Another UNESCO World Heritage Site. We started the morning with a panoramic view of the city, the former capital of Morocco up until 1925 when it was moved to Rabat. From the hill in this late 16th century Fort Borj Sud, I spotted 2 men in their djellabas and Moroccan kufi caps relaxing by a slope with a clear view of Fes. So relaxed. So tranquil. I wondered how long they’d stay there.
By the time we went to the Medina, we weren’t quite ready to be transported to medieval times. We entered through one of the imposing gates of the walled city with the distinctive Moroccan tiles and found ourselves in a labyrinth of alleys comprising the old city. From the gate, we walked towards the Chaouwara tanneries. I was so looking forward to this, deeming it the highlight of today’s tour of Fes. But we were taken to this shop with a rooftop overlooking the tanneries instead. Problem is it was an obstructed view owing to some buildings being built between this rooftop and where the tanning action is. I am sure there were better vantage points. But then again, we visited at a time when the colors are not as vibrant, perhaps even dull. Well. At least the shop is brimming with colors and many trinkets competing for one’s attention. One of the boys bought a shisha here. Me? There was a man who hounded me all around the maze-like quarters of the Medina that I ended up buying bracelets and other trinkets from him.

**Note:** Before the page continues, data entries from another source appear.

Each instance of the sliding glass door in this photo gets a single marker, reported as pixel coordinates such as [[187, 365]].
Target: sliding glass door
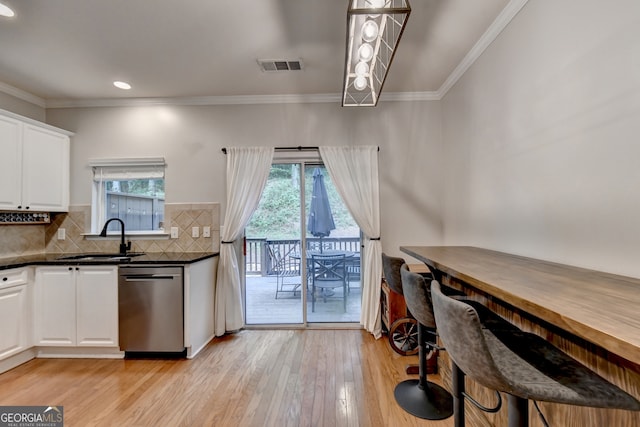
[[302, 251]]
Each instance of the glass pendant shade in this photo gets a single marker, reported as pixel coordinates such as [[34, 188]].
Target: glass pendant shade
[[374, 29]]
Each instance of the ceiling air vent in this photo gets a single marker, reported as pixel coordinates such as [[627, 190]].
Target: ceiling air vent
[[272, 65]]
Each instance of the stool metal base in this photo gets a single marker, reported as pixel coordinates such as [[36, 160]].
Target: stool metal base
[[430, 403]]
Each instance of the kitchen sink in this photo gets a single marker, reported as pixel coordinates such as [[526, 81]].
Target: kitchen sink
[[100, 256]]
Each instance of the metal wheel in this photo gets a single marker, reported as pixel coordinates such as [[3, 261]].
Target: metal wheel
[[403, 336]]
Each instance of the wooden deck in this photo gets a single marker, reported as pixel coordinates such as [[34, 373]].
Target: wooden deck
[[262, 307]]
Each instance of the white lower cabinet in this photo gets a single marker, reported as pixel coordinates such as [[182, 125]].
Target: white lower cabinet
[[14, 312], [76, 306]]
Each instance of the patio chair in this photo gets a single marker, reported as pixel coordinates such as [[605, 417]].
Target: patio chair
[[283, 265], [328, 272]]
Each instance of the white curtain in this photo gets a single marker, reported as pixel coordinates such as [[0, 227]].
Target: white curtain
[[247, 172], [354, 172]]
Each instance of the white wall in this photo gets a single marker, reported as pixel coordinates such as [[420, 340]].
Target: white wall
[[541, 138], [24, 108], [191, 137]]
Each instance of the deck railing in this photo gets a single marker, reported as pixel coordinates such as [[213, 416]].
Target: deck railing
[[259, 261]]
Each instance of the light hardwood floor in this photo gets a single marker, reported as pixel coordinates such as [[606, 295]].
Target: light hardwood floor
[[252, 378]]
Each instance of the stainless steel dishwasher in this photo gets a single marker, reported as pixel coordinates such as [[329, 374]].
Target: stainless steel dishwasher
[[151, 309]]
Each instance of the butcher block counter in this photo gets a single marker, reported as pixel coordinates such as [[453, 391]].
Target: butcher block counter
[[591, 315]]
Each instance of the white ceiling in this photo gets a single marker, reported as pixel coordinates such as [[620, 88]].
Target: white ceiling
[[72, 50]]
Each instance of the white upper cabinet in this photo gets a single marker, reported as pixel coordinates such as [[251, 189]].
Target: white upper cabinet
[[34, 166]]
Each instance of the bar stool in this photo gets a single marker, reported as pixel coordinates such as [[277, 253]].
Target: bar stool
[[420, 397], [521, 364]]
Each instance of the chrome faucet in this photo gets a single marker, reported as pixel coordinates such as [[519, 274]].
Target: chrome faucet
[[123, 247]]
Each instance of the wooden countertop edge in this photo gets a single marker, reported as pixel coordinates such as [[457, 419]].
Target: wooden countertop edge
[[609, 342]]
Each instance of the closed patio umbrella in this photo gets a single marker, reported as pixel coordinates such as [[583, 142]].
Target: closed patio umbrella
[[320, 221]]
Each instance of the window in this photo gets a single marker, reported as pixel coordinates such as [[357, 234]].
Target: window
[[129, 189]]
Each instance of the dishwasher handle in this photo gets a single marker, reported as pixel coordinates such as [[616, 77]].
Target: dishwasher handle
[[146, 277]]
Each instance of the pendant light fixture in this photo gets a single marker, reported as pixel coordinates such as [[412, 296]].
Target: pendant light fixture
[[374, 28]]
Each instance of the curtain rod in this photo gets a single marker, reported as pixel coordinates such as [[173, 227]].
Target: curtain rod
[[298, 148]]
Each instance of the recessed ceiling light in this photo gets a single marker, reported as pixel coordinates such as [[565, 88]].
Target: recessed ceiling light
[[6, 11], [122, 85]]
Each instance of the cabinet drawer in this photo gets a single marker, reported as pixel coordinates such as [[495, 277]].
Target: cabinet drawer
[[15, 277]]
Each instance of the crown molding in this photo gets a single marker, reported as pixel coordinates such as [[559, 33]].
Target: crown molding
[[496, 27]]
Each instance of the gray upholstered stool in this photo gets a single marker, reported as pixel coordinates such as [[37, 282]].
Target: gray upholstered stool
[[420, 397], [523, 365]]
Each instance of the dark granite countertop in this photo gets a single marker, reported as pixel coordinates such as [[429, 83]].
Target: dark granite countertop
[[148, 258]]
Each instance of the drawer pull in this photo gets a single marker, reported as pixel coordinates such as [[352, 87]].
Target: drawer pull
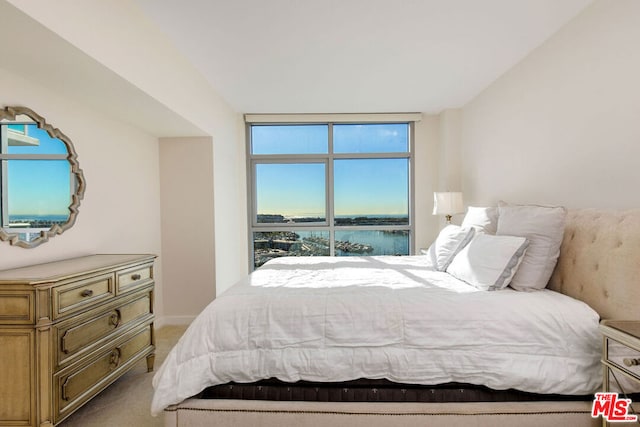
[[114, 358], [114, 319], [64, 390]]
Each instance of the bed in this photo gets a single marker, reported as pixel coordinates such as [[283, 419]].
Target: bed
[[423, 340]]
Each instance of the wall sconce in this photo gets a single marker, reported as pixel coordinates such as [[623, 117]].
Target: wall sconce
[[447, 204]]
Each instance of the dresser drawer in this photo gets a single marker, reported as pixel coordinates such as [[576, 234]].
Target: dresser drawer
[[85, 335], [133, 278], [17, 308], [75, 386], [81, 295], [623, 357]]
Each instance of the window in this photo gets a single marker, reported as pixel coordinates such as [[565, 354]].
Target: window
[[331, 189]]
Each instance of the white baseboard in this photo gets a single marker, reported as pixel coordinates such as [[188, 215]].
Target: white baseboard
[[173, 321]]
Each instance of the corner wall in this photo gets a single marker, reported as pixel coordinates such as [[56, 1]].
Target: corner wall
[[187, 207], [562, 127]]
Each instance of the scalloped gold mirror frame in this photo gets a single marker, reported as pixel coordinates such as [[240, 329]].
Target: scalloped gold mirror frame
[[9, 114]]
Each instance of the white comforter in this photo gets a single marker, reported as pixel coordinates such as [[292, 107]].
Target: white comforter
[[338, 319]]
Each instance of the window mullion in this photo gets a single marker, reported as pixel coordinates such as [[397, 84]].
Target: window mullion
[[330, 201]]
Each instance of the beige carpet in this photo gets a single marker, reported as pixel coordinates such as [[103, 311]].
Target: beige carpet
[[126, 402]]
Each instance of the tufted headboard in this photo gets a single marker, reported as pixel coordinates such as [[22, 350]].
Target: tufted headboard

This I need to say. We had a most interesting guide. Ahmed is his name. Soon after he has said his spiel, he would pause and stare at you. For some reason, I found him staring at me all the time. I would almost mechanically nod in agreement or approval before he continued with his spiel. We were a team! 😄 Honestly though, we wouldn’t have found our way back or out of the Medina if not for this old character. His hoarse voice made me want to cough to clear my throat the whole time we were meandering around those alleys. I am truly impressed he didn’t lose anyone of us inside the walled city.
You think Oxford or Sorbonne is the world’s oldest, still functioning university? Not so, in Ahmed’s and Guinness books! The Kairaouine Mosque & University claims that spot. The complex is the intellectual, cultural and spiritual core of Fes, even Morocco itself. It is housed right in the mother of all Medinas dating from the 9th century. While dodging donkeys, cats and carts, you can smell spices as well as bread baking in corner bakeries. Ahmed said most households still make their own bread and bring them to neighborhood bakeries to be baked in their ovens. Ahmed repeated more than once, a Medina has 5 essential elements : a mosque, a school, a hammam, a bakery , a market or souks. Hmmmm, I guessed the 5th one. Sorry, Ahmed, can’t recall. 😪
There was a time when Fes recently experienced a boost in its economy owing to foreigners snatching up riads to convert to boutique hotels & restaurants. I am not surprised. Ahmed showed us one riad, crumbling and abandoned. It looked like it was ready to fall apart. The courtyard was strewn with derbis and dying plants. Reminded me of a scene in Hotel Marigold 😜 We stayed awhile until we remembered we hardly even have cash to buy an authentic Moroccan carpet. So out in the maze-like alleys once more!
I like Fes and I enjoyed the vibe there. Love the old world charm, the chaos, the authenticity of this thriving medieval city. I wouldn’t wish to live here but I would certainly remember Fes as a unique feast for the senses. It is not one to be seen. It must be experienced. Intoxicating Fes!